Quentin Tarantino’s eighth film Django Unchained is quite simply off the chain if you pardon the pun!
A brutal, bloody, terrifying, hilarious and breathtaking film inspired by both the Django spaghetti western series starring Franco Nero (who makes a cameo) and Richard Fleischer’s 1975 exploitation flick Mandingo, about a slave trained to fight other slaves.
Set two years before the Civil War, the film stars Christoph Waltz as German bounty hunter Dr King Schultz, who frees Jamie Foxx’s slave character Django in return for his help in tracking down three outlaw brothers.
Along the way, Django proves to have something of a knack for bounty hunting, so he trains under Schultz and the pair become both friends and partners.
And when Django learns that his wife Broomhilda (the beautiful Kerry Washington) is a slave on a plantation belonging to sadistic owner Calvin Candie (played brilliantly by Leonardo DiCaprio), he and Schultz set out to rescue her, posing as fight experts interested in Candie’s Mandingo ring.
Just like Tarantino’s previous film Inglourious Basterds, Waltz’s Germanic delivery and measured manner steals every scene thanks to his terrific performance as Schultz that makes it so much fun to enjoy.
Equally impressive is DiCaprio, who seems to be enjoying the role of being a spiteful, pipe smoking bully. His performance is both awe-inspiring and yet terrifying. The scene at the dinner table while delivering the classic QT monologue is pure masterclass.

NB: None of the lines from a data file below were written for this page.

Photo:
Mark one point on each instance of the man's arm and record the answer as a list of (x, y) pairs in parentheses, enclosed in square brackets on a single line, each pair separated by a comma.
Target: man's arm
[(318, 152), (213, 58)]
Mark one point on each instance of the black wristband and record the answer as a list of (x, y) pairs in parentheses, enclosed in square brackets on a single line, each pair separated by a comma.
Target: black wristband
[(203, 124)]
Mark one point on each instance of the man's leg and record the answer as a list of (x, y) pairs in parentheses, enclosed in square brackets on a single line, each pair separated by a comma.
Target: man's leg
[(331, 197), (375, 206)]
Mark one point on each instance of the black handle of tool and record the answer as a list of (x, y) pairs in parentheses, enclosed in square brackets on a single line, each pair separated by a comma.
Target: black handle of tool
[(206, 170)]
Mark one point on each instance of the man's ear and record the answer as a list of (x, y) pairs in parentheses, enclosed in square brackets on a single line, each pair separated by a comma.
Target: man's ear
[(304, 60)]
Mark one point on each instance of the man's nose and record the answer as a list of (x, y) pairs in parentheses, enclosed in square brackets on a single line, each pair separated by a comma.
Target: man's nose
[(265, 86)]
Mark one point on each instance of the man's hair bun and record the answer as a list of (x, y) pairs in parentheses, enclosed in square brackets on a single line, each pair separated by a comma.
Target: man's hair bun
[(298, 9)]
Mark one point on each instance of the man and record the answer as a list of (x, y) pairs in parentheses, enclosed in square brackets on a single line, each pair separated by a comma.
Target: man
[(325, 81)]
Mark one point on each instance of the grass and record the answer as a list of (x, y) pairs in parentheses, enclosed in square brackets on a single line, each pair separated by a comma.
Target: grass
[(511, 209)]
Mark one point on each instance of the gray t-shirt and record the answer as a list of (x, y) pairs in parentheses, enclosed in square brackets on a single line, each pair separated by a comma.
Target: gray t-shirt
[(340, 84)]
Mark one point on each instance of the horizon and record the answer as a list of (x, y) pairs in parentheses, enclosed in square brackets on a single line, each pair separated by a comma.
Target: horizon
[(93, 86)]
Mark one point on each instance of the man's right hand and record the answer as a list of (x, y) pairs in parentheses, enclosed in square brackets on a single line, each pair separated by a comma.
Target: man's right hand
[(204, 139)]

Making his sixth appearance in a Tarantino film is the superb Samuel L. Jackson as the head house-slave Stephen. Although it comes to a bit of a shock in how many times he says the “N” word…
To be honest, Django Unchained is not a film for the squeamish. As it features over-the-top violence including the gunfight sequence involving explosively splattering of blood.
And yet the script makes it so enjoyable to watch with great lines packed full of surprises with moments that will have you laughing out loud and gasping in shock, often simultaneously.
So a great film overall? Well, I have to admit there are some weak parts in Django Unchained and ironically this falls to Jamie Foxx.
The actor has the physical presence, that is undeniable, and as Django he certainly looks the part. Yet he never feels entirely right, as the gritty, gun-slinging hero or rather, sounds right.
Foxx is gifted with a soft, musical voice, but it jars against Django’s terse deliveries. “I like the way you die, boy,” should sound menacing and yet from Foxx, it lacks impact.
The other big problem is the running time, at 168 minutes the film is just too damn long and the middle segment drags considerably. In addition, Kerry Washington‘s part is badly underwritten (less than ten lines!), so there’s no chemistry at all between her and Foxx.
While Tarantino’s time-honoured atrocious cameo (as an Australian mining company employee) is so out of place and seriously undermines the final act of the film.
Despite these flaws, Django Unchained is a stylishly directed, superbly written and brilliantly acted spaghetti western pastiche that delivers shocks, laughs and thrills in equal measure. The soundtrack is also great too. Tarantino is back to his best!